Ardından konuşan Turabi Kişin, anadil kavramının çok elzem bir varlık olduğunun altını çizerek, “Bir topluluk, halk diline sahip çıkamazsa ne tarihine ne de kültürüne sahip çıkabilir. Çünkü bir dil bir ayda ya da bir yılda çıkmıyor. Kimsenin tek başına bir dili üretebilme gücü yok. Her dil her yerde var olamıyor nasıl ki her ot her toprakta yetişemiyorsa. Bizim dilimizde bizim topraklarımızda var olmuştur ve şimdiye kadar kendini var edebilmiş” dedi.

‘KIRMANCKİ BİRÇOK BÖLGEDE KONUŞULUYOR’

Kırmancki dilinin birçok bölgede konuşulduğunu ve farklı isimler ile ifade edildiğini dile getiren Kişin, “Zazaca’ya birçok farklı bölgede farklı isimler verilmiş; Kırmacki, Kırtki, Dimilki gibi. Bu dilin isimleri fazladır ama bölgeden bölgeye ağzı da değişiyor. Mesela Dersim Kırmacki’si İle Varto Kırmancki’si gibi. Ama bu bizim dilimizin önünde engel değil. Eğer dilimizi iyi bilirsek her bölgede konuşulanı anlarız. Eğer önem verirsek anlarız. Şimdi Semra arkadaşımız dedi Unesco dilleri koruma altına almış bu dillerden biri de bizim dilimiz. Şuan Zazayım diyenler bu dili konuşmuyor çoğunlukla yaşça büyükler konuşuyor maalesef gençlerimiz dilimizi konuşmuyor” diye belitti.

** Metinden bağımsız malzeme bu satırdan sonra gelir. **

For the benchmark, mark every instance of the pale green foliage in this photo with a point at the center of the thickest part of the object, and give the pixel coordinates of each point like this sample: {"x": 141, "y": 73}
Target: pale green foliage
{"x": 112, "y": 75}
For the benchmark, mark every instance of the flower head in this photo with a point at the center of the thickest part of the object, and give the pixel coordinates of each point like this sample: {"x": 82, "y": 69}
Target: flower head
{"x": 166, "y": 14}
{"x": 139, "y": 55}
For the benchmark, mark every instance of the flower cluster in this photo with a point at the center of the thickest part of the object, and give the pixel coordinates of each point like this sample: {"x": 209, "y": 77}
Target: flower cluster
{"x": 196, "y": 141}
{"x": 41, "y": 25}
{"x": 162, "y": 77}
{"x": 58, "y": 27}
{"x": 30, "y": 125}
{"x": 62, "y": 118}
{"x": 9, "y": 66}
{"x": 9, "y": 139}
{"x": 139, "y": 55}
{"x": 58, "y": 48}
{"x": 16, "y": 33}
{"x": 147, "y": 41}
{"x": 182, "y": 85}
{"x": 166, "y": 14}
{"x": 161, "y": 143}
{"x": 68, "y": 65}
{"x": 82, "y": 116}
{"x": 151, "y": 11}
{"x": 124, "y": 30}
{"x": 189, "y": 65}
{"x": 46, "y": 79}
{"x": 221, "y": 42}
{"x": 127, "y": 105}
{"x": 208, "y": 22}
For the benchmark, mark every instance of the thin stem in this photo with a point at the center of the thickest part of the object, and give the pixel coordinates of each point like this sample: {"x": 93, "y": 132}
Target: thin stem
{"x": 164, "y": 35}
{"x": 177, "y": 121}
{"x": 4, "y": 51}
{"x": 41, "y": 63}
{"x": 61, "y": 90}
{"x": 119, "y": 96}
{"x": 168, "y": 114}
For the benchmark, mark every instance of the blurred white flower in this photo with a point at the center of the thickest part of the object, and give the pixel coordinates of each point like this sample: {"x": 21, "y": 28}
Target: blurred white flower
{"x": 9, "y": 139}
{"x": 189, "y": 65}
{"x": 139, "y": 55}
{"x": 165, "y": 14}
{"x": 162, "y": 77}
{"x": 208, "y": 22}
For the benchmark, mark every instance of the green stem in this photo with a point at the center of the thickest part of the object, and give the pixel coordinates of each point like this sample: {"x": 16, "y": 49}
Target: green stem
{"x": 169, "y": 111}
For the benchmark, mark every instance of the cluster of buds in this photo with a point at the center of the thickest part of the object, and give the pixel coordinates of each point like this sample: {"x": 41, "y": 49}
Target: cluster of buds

ULUS-DEVLETLER VE DİLLERİN TEHLİKE GÖRÜLMESİ

Ulus devletlerin diller üzerindeki baskısına değinen Kişin, “Türkiye Devleti kurulmadan önce dilimizden önünde bir engel yoktu çünkü ulus devlet sistemi değildi. Ama ne zaman Türkiye Cumhuriyeti kuruldu farklı diller engel ve tehdit olarak görüldü. Bize ‘bu cumhuriyet Türk’tür dili de Türkçedir’ olgusu dayatıldı. Bu sebepten dilimiz yasaklandı. Şark Islahat Planı ile Kürtleri asimile etme politikası devreye girdi. Bu plana göre Kürt coğrafyasında konuşulan dil yasaklanacak. Bölgede okul yapılsın ve Türkçe dili dışında hiçbir dil konuşulmasın. Bu plana göre aynı köyden 2 çocuk bile aynı sınıfta olmayacaktı. Eğer olursa kendi dillerini konuşurlar. Eğer konuşurlarsa cezalandırılacak. Bu okulları bölgenin her yerinde açtılar. Ülkesi için, varlığı, dili için kim bir şey yaparsa devletin hedefi oldu” şeklinde konuştu.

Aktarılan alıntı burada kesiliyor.